Sentimental Longing. Teardrops and Heartache. Beautiful
06/14/2003
(5 out of 5 stars)
"A review from othermusic.comI can't quite pin down why I find the new record by sometime Pulp guitarist Richard Hawley so utterly compelling. But I've narrowed it down to a short list, and competing for the top spots are the following: teenage anglophilia resulting in a lifelong dedication to the Smiths; a vaguely unhealthy predilection towards British films of the fifties and sixties; and perhaps, most likely, Hawley's beautiful voice and prodigious talent for creating spare, seductive pop songs. Hawley's velvety croon, somewhere between Roy Orbison and Ricky Nelson by way of Scott Walker, meanders through an album filled with echoey fables of lost love, tough good-byes and rolling fog.
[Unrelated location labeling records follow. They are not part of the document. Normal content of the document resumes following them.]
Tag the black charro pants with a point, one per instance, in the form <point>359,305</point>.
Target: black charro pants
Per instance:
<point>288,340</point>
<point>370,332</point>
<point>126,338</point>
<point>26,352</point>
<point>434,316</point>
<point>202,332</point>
You can almost see Tom Courtenay watching Julie Christy leave him on the midnight train, or disillusioned teddy boys kicking a can outside of a suburban dance hall. Departing from the blazing crescendos of his recent guitar work on Pulp's "We Love Life", Hawley instead constrains his palate. Chimes, bells, and shuffling drums support a reverb-drenched vocabulary of staccato melodies, jangly dancehall lullabies, and steel guitar moans. Talk about exit music for a film, with their melancholy narratives and eerie atmospheres, Hawley's songs could just as easily be soundtracks to the films of David Lynch (think "Blue Velvet") or even Kenneth Anger. Hawley is more sincere than fellow Brit-Popers (like Blur and Oasis) who digress into their own Britishness. The songs on "Late Night Final" emit a sparklingly evocative Anglo sensibility mixed with obvious reverence for American music of the fifties and sixties, all the while conjuring up a completely original album worthy of re- igniting various and sundry unhealthy obsessions. [MC]"
This is 6stars!
Mur29 | Finland | 04/05/2006
(5 out of 5 stars)
"I think it isn't possible to make better this kind of pop-record.
Brilliant melodies, fine guitars etc., warm voice."